Des travaux montrent également que mieux mâcher permettrait d’absorber davantage de nutriments. Dans une étude menée sur des amandes, les participants qui mastiquaient le plus absorbaient davantage d’énergie et éliminaient moins de graisses.
Mieux mâcher pour manger moins
Ce n’est pas tout : prendre le temps de mâcher pourrait aussi aider à limiter les excès alimentaires. Plusieurs études montrent que les personnes qui mastiquent davantage ressentent la satiété plus rapidement. Dans une expérience menée sur des volontaires, ceux qui mâchaient davantage leur nourriture avaient moins faim après le repas.
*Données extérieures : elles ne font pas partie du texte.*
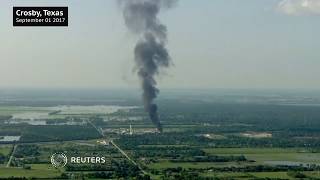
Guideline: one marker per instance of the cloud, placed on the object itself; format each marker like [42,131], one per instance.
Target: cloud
[300,7]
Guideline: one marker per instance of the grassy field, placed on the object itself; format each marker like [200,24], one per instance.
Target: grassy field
[167,164]
[36,171]
[5,149]
[261,155]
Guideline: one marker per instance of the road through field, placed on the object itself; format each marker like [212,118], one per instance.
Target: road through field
[119,149]
[12,154]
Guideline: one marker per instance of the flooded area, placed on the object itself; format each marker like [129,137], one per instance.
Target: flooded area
[41,115]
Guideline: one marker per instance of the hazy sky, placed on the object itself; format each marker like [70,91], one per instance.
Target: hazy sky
[213,43]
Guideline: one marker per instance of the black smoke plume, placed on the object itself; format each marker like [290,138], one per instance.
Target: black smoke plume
[150,53]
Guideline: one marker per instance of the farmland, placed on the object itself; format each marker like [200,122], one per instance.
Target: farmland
[200,140]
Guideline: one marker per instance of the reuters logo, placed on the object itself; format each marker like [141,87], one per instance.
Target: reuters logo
[59,160]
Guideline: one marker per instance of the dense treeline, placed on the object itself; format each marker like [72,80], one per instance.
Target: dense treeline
[186,138]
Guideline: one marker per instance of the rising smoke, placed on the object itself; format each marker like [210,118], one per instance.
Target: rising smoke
[150,53]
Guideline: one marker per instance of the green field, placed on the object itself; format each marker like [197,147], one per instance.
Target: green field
[261,155]
[36,171]
[167,164]
[5,149]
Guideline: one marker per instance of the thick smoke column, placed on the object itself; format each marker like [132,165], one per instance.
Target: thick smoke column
[150,53]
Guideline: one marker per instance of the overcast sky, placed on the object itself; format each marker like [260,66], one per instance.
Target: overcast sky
[213,44]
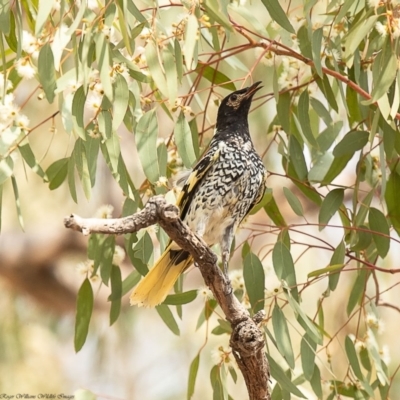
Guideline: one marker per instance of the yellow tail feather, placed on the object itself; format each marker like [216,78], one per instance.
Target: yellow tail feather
[155,286]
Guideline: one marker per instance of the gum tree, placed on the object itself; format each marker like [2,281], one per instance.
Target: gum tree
[317,257]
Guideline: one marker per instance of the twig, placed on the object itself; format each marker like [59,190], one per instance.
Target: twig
[247,339]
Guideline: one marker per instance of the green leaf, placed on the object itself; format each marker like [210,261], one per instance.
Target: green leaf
[316,49]
[337,166]
[217,384]
[103,58]
[194,367]
[326,270]
[191,41]
[57,172]
[116,293]
[392,200]
[80,159]
[356,34]
[171,74]
[214,11]
[178,60]
[130,282]
[284,267]
[315,382]
[352,142]
[180,298]
[168,318]
[378,223]
[330,206]
[307,350]
[293,201]
[254,278]
[71,179]
[263,202]
[304,119]
[278,15]
[44,9]
[271,208]
[155,68]
[215,77]
[384,71]
[46,71]
[357,291]
[17,201]
[297,158]
[184,142]
[5,17]
[146,143]
[84,308]
[283,111]
[6,169]
[325,87]
[120,103]
[352,357]
[30,159]
[106,257]
[365,361]
[78,107]
[312,331]
[282,335]
[280,376]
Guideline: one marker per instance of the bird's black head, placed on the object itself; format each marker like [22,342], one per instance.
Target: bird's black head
[235,107]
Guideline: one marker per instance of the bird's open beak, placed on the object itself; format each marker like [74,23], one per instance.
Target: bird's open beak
[252,89]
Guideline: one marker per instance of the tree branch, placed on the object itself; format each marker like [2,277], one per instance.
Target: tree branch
[247,340]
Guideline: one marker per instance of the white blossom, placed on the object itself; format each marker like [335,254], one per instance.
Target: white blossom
[22,121]
[29,43]
[395,27]
[24,68]
[236,278]
[381,28]
[205,292]
[374,3]
[119,255]
[104,211]
[222,355]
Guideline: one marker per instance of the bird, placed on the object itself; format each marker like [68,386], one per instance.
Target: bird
[224,185]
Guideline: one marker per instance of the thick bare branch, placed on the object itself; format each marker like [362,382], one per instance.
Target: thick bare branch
[247,340]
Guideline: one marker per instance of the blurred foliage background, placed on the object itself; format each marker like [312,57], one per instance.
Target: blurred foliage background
[104,102]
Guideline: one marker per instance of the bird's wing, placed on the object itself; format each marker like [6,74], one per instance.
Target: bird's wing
[194,179]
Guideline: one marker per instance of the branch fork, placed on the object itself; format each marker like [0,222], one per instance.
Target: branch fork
[247,340]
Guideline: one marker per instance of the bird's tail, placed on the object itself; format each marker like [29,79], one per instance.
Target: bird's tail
[155,286]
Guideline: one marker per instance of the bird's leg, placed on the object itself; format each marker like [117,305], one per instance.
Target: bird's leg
[226,248]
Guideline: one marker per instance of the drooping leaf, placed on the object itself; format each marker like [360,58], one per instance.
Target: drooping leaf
[116,293]
[307,350]
[254,278]
[282,335]
[183,140]
[278,15]
[168,318]
[330,206]
[84,308]
[180,298]
[194,367]
[57,172]
[378,223]
[215,77]
[353,141]
[46,71]
[146,143]
[293,201]
[279,374]
[392,200]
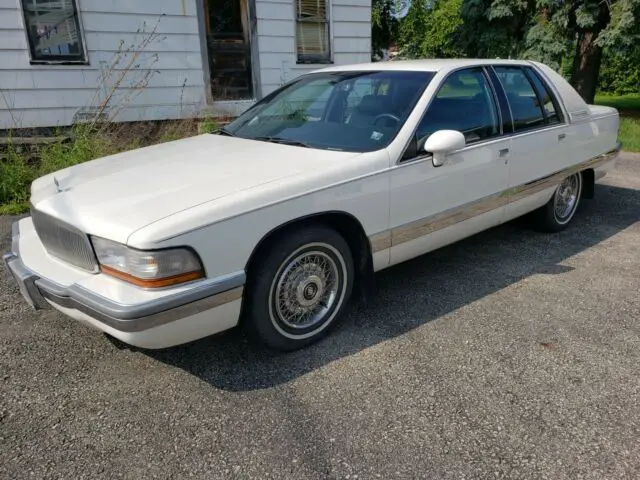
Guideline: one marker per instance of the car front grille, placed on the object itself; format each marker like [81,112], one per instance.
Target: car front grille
[64,241]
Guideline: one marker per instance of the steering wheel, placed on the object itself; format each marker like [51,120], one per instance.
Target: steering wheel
[385,115]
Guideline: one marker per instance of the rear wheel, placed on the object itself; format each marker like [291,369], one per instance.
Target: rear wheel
[299,289]
[558,212]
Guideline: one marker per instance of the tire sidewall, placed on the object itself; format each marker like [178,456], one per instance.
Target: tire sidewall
[260,319]
[563,223]
[312,330]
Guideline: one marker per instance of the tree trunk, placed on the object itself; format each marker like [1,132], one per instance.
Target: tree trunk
[586,66]
[588,57]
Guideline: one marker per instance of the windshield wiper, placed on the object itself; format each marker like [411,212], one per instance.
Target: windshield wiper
[224,131]
[284,141]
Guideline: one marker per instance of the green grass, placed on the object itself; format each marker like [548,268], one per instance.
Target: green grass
[630,134]
[629,102]
[629,108]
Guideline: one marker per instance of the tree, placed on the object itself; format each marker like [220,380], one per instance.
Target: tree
[429,29]
[384,28]
[553,30]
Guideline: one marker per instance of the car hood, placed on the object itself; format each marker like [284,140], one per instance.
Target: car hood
[114,196]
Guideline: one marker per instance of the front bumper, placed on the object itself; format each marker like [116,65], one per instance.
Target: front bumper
[206,307]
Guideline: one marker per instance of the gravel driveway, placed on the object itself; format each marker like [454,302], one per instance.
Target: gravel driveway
[512,354]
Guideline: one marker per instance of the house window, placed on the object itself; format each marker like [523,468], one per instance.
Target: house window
[312,31]
[53,31]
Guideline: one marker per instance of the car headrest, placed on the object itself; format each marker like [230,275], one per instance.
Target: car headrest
[372,104]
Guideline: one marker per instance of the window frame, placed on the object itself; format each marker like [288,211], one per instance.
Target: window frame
[81,59]
[412,144]
[320,59]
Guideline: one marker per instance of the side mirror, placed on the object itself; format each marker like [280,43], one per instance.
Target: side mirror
[442,142]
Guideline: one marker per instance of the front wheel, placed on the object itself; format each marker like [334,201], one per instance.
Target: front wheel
[558,212]
[299,289]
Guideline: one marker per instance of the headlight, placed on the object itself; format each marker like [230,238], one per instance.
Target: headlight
[160,268]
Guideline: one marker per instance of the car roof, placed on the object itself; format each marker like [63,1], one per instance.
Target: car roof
[426,65]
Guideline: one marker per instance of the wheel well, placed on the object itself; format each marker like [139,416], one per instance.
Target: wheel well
[347,226]
[588,183]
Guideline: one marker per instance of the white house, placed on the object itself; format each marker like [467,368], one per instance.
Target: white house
[65,60]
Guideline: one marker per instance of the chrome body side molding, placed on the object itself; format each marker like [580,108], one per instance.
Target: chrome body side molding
[425,226]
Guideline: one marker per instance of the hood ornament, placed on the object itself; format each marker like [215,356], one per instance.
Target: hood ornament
[59,189]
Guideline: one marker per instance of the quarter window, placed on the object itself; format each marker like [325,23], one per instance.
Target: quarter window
[465,102]
[549,103]
[53,30]
[312,31]
[524,103]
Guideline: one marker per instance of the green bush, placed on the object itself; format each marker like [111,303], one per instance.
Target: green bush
[620,74]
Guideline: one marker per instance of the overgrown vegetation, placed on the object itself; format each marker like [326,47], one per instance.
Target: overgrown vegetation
[629,107]
[591,41]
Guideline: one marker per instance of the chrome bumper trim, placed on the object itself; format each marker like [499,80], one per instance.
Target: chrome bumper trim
[203,295]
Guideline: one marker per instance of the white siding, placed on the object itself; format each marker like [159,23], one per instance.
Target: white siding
[53,95]
[350,27]
[50,95]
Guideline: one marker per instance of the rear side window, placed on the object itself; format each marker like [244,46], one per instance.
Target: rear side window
[548,100]
[525,106]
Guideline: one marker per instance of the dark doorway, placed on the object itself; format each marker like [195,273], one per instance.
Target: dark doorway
[229,49]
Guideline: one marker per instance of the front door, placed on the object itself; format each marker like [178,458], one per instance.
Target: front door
[433,206]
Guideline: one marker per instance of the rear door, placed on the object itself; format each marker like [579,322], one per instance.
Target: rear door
[432,206]
[542,140]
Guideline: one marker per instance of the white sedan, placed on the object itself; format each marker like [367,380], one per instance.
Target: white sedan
[274,221]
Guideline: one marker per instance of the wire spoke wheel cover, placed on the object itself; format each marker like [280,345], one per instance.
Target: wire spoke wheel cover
[566,198]
[307,290]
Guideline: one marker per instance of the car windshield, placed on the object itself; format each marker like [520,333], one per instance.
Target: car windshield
[352,111]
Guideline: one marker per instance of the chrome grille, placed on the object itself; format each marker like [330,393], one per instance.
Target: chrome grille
[64,241]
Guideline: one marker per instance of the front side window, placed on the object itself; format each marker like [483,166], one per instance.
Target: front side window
[312,31]
[525,107]
[465,102]
[351,111]
[53,31]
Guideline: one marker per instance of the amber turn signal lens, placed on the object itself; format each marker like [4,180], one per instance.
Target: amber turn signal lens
[153,283]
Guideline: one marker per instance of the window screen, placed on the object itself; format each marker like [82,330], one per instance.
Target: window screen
[53,30]
[312,31]
[523,101]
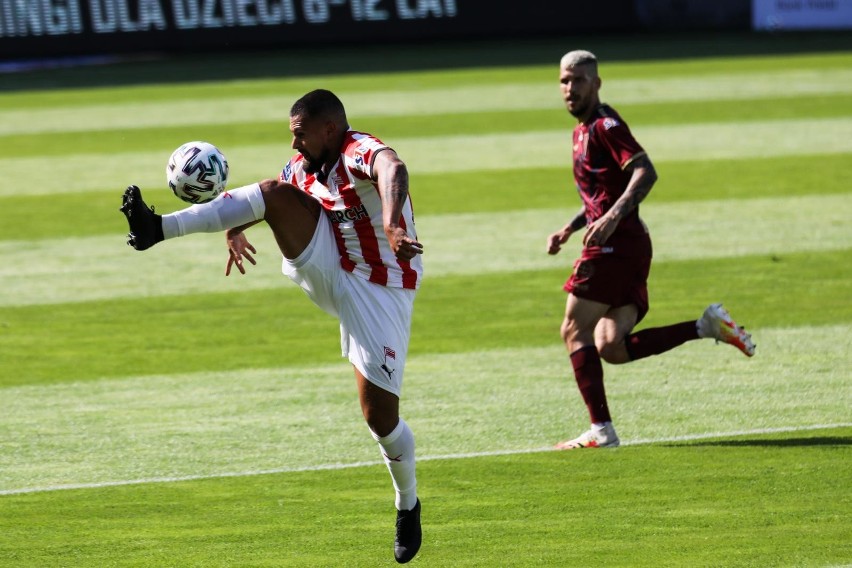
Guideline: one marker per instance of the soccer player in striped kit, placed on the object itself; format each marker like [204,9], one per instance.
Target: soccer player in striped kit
[607,291]
[342,216]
Leur organisme produisait aussi plus d’hormones liées à la satiété.
Cela s’explique notamment par le fait que le cerveau met environ vingt minutes à comprendre que l’estomac est plein. Manger lentement laisse donc le temps au corps d’envoyer ce signal. « La texture des aliments peut influencer la sensation de satiété », explique le neuroscientifique Abhishek Kumar, de l’institut Karolinska en Suède. Les chercheurs recommandent ainsi de privilégier des aliments solides et riches en texture plutôt que des aliments très mous ou liquides.